The problem, the great problem, is the following: while it serves a purpose, while you think you can remember all the lies, all the different characters you need to play depending on who you’re with, eventually, after a few years you begin, inevitably, to lose track. It starts to catch up with you. And you start to doubt yourself. And that’s when
the trouble starts. You need to remember everything, and if you can’t, or aren’t quite sure if you’re ‘broken, broke victim’ to a certain person as opposed to ‘successful go-getter’ then everything falls apart. So turning up in a brand new BMW for a weekend away with a friend who believes you’re struggling to make ends meet requires serious explanation, more lies to keep track of, more information to retain. It is exhausting, terrifying and the stakes can be very high.

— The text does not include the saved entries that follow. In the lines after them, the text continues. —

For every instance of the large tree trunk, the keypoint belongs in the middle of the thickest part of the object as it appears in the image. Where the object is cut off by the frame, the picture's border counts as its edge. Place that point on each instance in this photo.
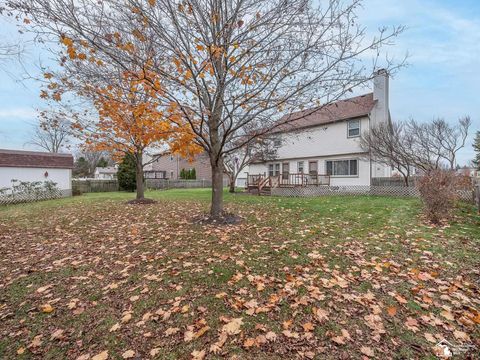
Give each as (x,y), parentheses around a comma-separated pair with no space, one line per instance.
(231,179)
(216,210)
(139,177)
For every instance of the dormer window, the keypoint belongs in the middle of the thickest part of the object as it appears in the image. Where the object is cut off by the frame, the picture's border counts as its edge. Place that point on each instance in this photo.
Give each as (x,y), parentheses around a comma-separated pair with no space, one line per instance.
(353,128)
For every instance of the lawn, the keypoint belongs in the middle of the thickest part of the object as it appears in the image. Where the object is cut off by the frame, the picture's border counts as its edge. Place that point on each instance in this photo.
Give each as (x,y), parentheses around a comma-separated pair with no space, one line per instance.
(322,278)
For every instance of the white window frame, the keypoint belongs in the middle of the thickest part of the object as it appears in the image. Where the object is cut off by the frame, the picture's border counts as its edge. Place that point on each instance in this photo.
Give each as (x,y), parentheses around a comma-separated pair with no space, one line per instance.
(302,166)
(339,176)
(349,122)
(275,169)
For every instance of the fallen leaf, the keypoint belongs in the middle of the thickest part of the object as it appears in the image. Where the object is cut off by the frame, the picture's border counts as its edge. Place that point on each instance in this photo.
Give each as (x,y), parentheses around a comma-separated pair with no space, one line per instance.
(46,308)
(249,342)
(412,324)
(198,355)
(171,331)
(430,337)
(308,326)
(128,354)
(233,327)
(126,318)
(392,310)
(115,327)
(365,350)
(101,356)
(217,347)
(57,334)
(154,351)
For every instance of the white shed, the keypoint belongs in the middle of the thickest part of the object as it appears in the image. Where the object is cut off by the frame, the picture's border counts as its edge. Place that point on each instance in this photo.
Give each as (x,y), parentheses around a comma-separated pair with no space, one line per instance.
(33,166)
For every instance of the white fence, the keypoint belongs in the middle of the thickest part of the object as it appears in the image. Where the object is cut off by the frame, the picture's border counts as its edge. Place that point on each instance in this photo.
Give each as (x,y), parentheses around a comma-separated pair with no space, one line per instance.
(179,184)
(310,191)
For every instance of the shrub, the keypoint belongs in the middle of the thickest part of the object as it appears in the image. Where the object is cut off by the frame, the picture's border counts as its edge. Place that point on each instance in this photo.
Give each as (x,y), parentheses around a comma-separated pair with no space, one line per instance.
(126,174)
(438,190)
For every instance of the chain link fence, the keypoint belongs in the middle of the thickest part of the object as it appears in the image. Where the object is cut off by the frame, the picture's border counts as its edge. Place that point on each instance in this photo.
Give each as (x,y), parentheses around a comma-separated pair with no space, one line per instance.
(9,199)
(157,184)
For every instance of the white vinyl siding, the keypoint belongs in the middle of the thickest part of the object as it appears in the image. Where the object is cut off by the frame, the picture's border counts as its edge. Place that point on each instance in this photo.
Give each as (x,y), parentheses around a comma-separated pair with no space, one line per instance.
(300,167)
(353,127)
(274,169)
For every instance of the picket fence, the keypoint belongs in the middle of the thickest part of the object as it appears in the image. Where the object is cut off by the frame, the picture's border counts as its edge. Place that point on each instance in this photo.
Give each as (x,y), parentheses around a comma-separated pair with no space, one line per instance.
(80,186)
(158,184)
(402,191)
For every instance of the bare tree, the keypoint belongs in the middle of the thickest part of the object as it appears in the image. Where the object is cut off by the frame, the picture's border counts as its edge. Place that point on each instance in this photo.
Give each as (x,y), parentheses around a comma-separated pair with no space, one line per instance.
(262,149)
(52,132)
(225,66)
(451,138)
(427,146)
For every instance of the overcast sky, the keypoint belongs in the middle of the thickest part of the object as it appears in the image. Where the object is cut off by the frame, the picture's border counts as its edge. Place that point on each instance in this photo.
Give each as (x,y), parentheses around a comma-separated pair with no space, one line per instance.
(442,79)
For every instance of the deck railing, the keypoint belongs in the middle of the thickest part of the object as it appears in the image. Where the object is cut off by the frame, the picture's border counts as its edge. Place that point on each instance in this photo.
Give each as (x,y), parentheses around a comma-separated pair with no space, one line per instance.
(287,180)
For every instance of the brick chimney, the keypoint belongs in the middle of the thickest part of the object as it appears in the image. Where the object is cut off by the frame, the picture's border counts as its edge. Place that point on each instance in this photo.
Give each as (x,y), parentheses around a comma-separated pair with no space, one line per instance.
(381,111)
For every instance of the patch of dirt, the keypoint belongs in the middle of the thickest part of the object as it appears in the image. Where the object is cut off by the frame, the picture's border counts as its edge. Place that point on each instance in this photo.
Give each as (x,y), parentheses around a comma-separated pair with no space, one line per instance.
(141,202)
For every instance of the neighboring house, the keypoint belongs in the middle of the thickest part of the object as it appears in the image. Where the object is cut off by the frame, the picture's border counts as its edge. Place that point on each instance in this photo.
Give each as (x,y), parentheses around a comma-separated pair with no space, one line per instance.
(35,166)
(326,141)
(168,166)
(106,173)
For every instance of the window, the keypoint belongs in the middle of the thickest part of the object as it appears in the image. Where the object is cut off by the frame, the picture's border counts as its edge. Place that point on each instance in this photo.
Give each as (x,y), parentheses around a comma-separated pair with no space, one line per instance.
(353,128)
(285,170)
(342,168)
(274,169)
(300,167)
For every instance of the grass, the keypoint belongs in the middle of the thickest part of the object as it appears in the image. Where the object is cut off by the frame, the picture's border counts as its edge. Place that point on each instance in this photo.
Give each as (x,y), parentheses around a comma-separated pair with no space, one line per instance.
(95,259)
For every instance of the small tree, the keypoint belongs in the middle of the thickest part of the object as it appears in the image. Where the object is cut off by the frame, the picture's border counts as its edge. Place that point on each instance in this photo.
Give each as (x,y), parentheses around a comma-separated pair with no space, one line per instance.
(52,132)
(81,168)
(126,175)
(102,162)
(262,149)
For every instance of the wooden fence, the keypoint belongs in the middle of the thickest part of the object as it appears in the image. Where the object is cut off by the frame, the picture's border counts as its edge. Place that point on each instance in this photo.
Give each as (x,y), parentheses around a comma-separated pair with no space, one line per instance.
(80,186)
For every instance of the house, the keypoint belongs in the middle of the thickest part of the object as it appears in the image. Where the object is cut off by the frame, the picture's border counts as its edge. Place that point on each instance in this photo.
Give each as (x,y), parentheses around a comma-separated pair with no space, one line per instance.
(169,166)
(106,173)
(322,146)
(32,166)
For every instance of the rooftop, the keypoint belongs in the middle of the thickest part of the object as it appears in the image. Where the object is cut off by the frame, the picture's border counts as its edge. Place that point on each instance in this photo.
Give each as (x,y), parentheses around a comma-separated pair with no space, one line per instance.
(355,107)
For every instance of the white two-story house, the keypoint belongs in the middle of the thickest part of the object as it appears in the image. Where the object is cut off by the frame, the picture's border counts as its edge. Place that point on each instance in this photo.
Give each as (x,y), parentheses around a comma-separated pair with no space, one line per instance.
(326,141)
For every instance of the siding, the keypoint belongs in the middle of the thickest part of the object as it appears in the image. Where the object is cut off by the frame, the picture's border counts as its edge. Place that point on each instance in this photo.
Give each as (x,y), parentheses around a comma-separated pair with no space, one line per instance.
(63,177)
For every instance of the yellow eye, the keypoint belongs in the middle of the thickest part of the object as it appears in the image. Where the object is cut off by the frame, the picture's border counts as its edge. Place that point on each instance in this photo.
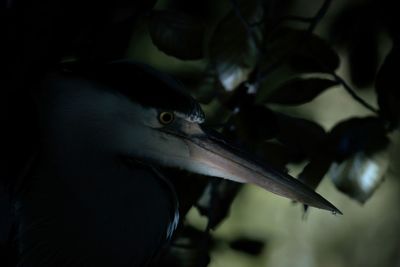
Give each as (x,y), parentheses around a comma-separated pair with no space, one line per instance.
(166,117)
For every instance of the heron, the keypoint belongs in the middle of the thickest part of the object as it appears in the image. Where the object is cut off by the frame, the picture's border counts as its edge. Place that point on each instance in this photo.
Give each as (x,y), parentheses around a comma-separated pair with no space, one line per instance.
(94,194)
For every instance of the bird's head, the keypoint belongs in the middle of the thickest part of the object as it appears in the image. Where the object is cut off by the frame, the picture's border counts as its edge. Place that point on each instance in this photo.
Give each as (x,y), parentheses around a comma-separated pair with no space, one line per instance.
(162,124)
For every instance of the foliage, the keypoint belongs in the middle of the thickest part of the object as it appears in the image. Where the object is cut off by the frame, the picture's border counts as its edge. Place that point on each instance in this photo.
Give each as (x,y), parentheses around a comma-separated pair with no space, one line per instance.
(256,54)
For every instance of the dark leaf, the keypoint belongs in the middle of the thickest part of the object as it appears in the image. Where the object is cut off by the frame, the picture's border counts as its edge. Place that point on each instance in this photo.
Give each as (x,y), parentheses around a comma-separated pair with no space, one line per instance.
(299,91)
(247,245)
(315,170)
(363,56)
(360,175)
(190,247)
(303,137)
(177,34)
(355,28)
(276,154)
(216,200)
(232,47)
(357,134)
(255,124)
(240,98)
(387,88)
(303,51)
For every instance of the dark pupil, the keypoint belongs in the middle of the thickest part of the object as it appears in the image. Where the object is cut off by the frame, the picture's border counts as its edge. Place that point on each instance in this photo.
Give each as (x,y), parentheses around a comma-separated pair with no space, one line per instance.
(166,117)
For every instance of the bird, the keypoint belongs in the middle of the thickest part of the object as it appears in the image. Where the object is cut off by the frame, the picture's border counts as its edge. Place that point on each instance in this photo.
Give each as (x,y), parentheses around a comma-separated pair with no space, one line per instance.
(94,193)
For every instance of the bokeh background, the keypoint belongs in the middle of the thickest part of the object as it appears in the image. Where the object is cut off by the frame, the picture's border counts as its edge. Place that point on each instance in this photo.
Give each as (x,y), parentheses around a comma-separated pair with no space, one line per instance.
(366,234)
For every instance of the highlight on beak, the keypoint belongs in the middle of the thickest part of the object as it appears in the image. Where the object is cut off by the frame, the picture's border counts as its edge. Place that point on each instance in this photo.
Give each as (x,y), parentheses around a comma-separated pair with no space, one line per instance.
(211,154)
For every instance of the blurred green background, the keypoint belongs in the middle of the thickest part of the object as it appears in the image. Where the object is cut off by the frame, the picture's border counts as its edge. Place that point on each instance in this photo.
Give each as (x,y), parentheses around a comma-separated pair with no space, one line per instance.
(366,235)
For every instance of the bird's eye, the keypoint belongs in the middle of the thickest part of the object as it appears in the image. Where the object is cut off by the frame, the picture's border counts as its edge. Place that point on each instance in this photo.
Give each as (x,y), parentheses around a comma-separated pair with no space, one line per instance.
(166,117)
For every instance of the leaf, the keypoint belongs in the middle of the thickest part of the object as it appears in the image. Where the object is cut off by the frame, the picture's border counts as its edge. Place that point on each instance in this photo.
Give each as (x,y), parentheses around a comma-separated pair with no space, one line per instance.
(255,124)
(303,51)
(357,134)
(216,200)
(248,245)
(304,137)
(315,170)
(177,34)
(299,91)
(232,47)
(387,88)
(361,174)
(355,29)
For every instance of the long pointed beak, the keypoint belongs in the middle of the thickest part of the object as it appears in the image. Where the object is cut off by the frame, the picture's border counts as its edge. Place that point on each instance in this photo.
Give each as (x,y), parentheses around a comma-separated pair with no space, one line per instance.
(213,155)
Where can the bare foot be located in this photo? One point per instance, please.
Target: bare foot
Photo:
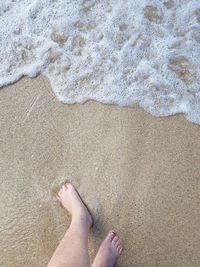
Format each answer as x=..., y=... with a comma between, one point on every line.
x=71, y=201
x=108, y=252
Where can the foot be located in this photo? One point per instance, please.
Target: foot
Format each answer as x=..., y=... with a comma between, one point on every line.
x=108, y=252
x=71, y=201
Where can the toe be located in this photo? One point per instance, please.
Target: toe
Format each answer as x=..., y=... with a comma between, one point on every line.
x=120, y=251
x=117, y=243
x=111, y=235
x=63, y=187
x=58, y=197
x=115, y=239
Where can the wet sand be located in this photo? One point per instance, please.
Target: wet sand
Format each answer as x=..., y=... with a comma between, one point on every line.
x=137, y=173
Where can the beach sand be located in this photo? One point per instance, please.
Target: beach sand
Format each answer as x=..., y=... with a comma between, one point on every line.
x=137, y=173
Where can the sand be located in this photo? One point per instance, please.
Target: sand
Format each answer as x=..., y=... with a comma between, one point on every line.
x=137, y=173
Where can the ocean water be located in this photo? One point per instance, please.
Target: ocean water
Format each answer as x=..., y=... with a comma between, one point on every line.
x=144, y=52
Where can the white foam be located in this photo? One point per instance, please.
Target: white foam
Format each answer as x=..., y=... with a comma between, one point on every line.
x=113, y=51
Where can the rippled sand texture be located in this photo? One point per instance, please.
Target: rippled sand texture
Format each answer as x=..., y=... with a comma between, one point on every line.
x=137, y=173
x=122, y=52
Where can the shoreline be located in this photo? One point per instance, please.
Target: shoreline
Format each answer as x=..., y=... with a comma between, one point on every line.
x=137, y=173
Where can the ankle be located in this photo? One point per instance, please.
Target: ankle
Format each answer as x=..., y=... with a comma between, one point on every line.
x=81, y=218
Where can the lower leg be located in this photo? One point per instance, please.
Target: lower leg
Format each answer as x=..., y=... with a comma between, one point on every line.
x=73, y=248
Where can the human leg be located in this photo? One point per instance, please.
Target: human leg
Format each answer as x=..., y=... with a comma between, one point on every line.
x=73, y=248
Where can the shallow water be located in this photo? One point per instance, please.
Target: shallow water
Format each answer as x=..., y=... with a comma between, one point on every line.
x=121, y=52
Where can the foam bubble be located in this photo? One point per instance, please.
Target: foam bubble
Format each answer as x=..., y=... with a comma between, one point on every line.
x=121, y=52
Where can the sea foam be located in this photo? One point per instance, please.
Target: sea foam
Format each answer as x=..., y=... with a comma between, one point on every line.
x=144, y=52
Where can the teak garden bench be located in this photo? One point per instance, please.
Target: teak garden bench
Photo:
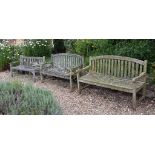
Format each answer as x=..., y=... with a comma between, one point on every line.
x=116, y=72
x=28, y=64
x=63, y=65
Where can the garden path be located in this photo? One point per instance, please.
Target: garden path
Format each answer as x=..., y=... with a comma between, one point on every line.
x=92, y=100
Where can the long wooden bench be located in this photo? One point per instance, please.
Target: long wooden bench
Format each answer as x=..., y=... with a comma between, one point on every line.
x=63, y=65
x=28, y=64
x=115, y=72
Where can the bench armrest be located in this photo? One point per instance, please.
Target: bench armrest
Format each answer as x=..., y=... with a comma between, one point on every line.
x=74, y=69
x=141, y=76
x=45, y=65
x=83, y=69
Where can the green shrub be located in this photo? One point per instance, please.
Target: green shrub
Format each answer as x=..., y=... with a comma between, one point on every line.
x=40, y=47
x=18, y=99
x=59, y=46
x=8, y=53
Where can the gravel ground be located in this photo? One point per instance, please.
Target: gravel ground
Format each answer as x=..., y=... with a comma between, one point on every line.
x=92, y=100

One of my diagnoses was dissociative identity disorder, where I have a number (thirteen if you’re curious) of ‘alters’ who, depending on the situation, take turns to run the show. In effect that means I have thirteen people available as and when required, to do the job of one. It is like a military operation, and partially explains the memory problems, because the alters don’t always communicate with one another effectively, if at all. Some are good, some are cold; all share one common goal – to survive no matter what.
There doesn’t seem to be a cure, as such, for DID but it can be managed. The alters can be identified, acknowledged, talked to and made friends with. The less useful ones can be told to keep quiet, the more helpful ones encouraged to assimilate with the whole. That was a fun few days with the doctor.
And when it has got too much and I’ve had to walk away from a friend/relationship/colleague, when I’ve screwed things up because it all just got too complicated, it doesn’t really matter because I can just start again with someone else, but it’s frustrating to lose. Annoying to drop the ball and fail. Must try harder. It becomes almost a kind of game. And in a way it’s sad because most of my friends and family genuinely love me. They believe they know the real me, and even if they’ve got doubts about some aspects of my behaviour or personality, they naively, if charmingly, believe that those doubts simply make them smart and empathic because they can see my many layers and still love me and understand me. But there is a complexity to things that people who weren’t fucked as a kid just cannot understand.